Potential Adverse Events: Potential risks associated with the overall procedure including potential access complications associated with standard cardiac catheterization, balloon valvuloplasty, the potential risks of conscious sedation and/or general anesthesia, and the use of angiography: death; stroke/transient ischemic attack, clusters or neurological deficit; paralysis; permanent disability; respiratory insufficiency or respiratory failure; hemorrhage requiring transfusion or intervention; cardiovascular injury including perforation or dissection of vessels, ventricle, myocardium or valvular structures that may require intervention; pericardial effusion or cardiac tamponade; embolization including air, calcific valve material or thrombus; infection including septicemia and endocarditis; heart failure; myocardial infarction; renal insufficiency or renal failure; conduction system defect which may require a permanent pacemaker; arrhythmia; retroperitoneal bleed; AV fistula or pseudoaneurysm; reoperation; ischemia or nerve injury; restenosis; pulmonary edema; pleural effusion; bleeding; anemia; abnormal lab values (including electrolyte imbalance); hypertension or hypotension; allergic reaction to anesthesia, contrast media, or device materials; hematoma; syncope; pain or changes at the access site; exercise intolerance or weakness; inflammation; angina; heart murmur; fever. Additional potential risks associated with the use of the THV, delivery system, and/or accessories include: cardiac arrest; cardiogenic shock; emergency cardiac surgery; cardiac failure or low cardiac output; coronary flow obstruction/transvalvular flow disturbance; device thrombosis requiring intervention; valve thrombosis; device embolization; device migration or malposition requiring intervention; valve deployment in unintended location; valve stenosis; structural valve deterioration (wear, fracture, calcification, leaflet tear/tearing from the stent posts, leaflet retraction, suture line disruption of components of a prosthetic valve, thickening, stenosis); device degeneration; paravalvular or transvalvular leak; valve regurgitation; hemolysis; device explants; nonstructural dysfunction; mechanical failure of delivery system, and/or accessories, non-emergent reoperation. 

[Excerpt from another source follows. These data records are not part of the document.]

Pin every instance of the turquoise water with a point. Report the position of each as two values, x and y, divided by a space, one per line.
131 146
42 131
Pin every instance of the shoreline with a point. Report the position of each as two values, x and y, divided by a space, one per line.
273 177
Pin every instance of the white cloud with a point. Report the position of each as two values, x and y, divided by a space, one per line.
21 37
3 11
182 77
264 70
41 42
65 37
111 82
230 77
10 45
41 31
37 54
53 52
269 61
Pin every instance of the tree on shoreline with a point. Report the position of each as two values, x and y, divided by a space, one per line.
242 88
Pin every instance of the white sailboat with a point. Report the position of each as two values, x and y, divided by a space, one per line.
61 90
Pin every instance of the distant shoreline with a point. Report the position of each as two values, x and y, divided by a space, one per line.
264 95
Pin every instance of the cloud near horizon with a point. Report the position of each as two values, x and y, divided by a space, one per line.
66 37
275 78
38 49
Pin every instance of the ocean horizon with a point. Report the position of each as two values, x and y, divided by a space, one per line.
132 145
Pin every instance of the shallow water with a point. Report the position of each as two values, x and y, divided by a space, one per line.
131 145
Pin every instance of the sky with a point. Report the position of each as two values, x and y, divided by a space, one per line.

EDWARDS BALLOON CATHETER (9350BC20 and 9350BC23)
Indications: The Edwards balloon catheter is indicated for valvuloplasty of a stenotic aortic valve prior to implantation of the Edwards SAPIEN and SAPIEN XT transcatheter heart valves.
Contraindications: Other than standard risks associated with insertion of a cardiovascular catheter, there are no known contraindications for valvuloplasty. The patient’s medical condition could affect successful use of this catheter.
Warnings: The device is designed, intended, and distributed for single use only. Do not resterilize or reuse the device. There are no data to support the sterility, nonpyrogenicity, and functionality of the device after reprocessing.  Do not mishandle the device or use it if the packaging or any components are not sterile, have been opened or are damaged (e.g. kinked or stretched), or the expiration date has elapsed. 
Precautions: For special considerations associated with the use of this device prior to transcatheter heart valve implantation, refer to the bioprosthesis Instructions for Use. Use only appropriate balloon inflation medium. Do not use air or gaseous medium to inflate the balloon. The device is not intended for post-dilatation of deployed transcatheter heart valves. While exposed within the body, device advancement and retrieval should not be done without the aid of fluoroscopy. Do not advance or retract the device unless the balloon is fully deflated under vacuum. 
Potential Adverse Events: Complications associated with standard catheterization, balloon valvuloplasty, and the use of angiography include, but are not limited to, allergic reaction to anesthesia or to contrast media, injury including perforation or dissection of vessels, thrombus formation, plaque dislodgement and embolization that may result in myocardial infarction, stroke, distal peripheral occlusion and/or death, arrhythmia development, cardiac perforation, conduction system injury, hematoma, infundibulum injury, annular tear or rupture and/or valve leaflet dehiscence, severe valve insufficiency, valve restenosis, valve damage, balloon rupture, balloon separation following balloon rupture, valvular tearing or trauma, thromboembolic events, and infection. Reference the Edwards SAPIEN transcatheter heart valve with RetroFlex 3 Delivery System and/ or the Edwards SAPIEN XT transcatheter heart valve with the NovaFlex+  Delivery System Instructions for Use for a full list of potential adverse events.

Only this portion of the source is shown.